It is currently running Firmware: DD-WRT v24-sp2 (05/27/13) mega
pptp server is enabled
My home network is 172.25.1.0/24
The routers address is 172.25.1.254
my vpn network is 10.5.9.0/24
and the vpn interface is 10.5.9.254
and my router is directly connected to my cable modem with a public IP address, obtained by way of DHCP.
I can vpn to my public IP address fine.
When I connect, though, I lose the ability to connect to the internet.
A default route of 0.0.0.0 is set for the ppp interface. If I disable obtaining routes for the vpn connection, then I am able to successfully connect to the vpn and i have internet connection fine.

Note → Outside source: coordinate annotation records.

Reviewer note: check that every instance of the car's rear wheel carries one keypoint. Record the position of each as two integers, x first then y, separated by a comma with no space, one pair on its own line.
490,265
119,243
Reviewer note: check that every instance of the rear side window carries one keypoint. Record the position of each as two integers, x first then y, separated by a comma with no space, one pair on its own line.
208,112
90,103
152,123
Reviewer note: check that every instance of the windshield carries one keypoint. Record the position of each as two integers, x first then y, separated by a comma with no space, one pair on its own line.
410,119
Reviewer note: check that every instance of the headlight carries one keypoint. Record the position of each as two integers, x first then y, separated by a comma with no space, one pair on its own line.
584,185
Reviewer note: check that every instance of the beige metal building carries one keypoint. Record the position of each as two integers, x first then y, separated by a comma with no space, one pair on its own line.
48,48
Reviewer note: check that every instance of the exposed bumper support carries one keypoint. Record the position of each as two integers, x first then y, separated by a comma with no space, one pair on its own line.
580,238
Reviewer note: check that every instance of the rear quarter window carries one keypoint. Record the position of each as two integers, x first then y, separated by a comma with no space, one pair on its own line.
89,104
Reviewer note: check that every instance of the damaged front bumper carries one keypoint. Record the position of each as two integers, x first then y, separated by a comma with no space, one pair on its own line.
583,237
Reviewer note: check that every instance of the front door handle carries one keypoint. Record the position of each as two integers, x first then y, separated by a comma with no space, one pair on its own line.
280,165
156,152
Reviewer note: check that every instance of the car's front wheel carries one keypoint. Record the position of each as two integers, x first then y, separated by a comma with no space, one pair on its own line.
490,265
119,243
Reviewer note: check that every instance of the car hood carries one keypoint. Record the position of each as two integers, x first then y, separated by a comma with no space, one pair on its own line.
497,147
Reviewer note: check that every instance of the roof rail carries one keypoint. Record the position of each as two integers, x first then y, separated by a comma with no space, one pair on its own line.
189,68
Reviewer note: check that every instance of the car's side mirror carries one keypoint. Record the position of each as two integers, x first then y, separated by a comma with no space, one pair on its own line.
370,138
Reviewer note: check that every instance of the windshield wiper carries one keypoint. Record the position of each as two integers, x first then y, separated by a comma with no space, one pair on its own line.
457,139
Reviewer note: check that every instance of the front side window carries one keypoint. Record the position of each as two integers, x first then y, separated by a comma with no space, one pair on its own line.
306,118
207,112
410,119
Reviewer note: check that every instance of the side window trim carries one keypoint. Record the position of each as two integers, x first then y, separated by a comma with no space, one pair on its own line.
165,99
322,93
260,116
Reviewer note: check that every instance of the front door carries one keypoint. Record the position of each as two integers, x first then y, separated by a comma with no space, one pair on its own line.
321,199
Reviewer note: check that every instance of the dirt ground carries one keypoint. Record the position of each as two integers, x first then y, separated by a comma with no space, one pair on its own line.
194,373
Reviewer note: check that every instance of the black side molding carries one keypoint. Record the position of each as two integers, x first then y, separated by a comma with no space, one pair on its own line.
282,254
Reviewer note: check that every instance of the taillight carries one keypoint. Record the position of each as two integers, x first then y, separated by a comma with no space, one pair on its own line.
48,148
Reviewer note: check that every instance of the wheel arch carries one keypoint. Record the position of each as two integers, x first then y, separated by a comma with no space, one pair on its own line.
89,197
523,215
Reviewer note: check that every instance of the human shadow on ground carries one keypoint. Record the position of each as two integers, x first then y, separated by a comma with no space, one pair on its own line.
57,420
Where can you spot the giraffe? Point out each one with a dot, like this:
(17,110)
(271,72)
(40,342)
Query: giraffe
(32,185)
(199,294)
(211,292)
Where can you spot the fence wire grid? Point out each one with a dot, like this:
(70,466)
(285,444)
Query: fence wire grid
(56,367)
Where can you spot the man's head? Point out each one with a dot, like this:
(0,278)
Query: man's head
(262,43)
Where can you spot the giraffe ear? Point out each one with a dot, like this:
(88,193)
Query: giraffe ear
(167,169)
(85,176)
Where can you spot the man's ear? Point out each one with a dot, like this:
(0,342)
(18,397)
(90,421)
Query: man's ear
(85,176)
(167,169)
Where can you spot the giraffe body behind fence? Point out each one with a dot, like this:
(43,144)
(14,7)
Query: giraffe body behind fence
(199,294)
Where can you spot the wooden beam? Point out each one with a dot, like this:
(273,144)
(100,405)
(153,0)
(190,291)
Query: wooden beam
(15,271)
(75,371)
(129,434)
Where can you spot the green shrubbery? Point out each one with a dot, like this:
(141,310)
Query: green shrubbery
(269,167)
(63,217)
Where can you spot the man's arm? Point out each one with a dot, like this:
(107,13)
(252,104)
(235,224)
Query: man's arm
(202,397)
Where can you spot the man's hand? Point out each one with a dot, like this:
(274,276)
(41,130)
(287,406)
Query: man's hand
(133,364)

Problem is, I don't have access to my home network of 172.25.1.0/24 until i manually add the route on any client with the following command:
Interesting, Can you explain what your goal is? Every time I setup PPTP VPN, its pretty easy and straight forward but I have my VPN clients directly connect to my internal subnet. So since my subnet is 192.168.0.0/24 I specify a range that DHCP doesn't hand out address too, so I can assign then to VPN clients. I figured the goal of VPN is to have access to your internal network, whats the point of having a whole nother /24 network and having to create routing rules when you can have the directly connected to the internal subnet?
the goal is to access the internal network and route internet traffic through internal gateway.
i haven't been able to connect to the vpn unless the vpn address is in a different subnet than my internal network, even if i give the vpn network a range of addresses outside of what dhcp issues
you may require adding a port forward rule to forward to itself.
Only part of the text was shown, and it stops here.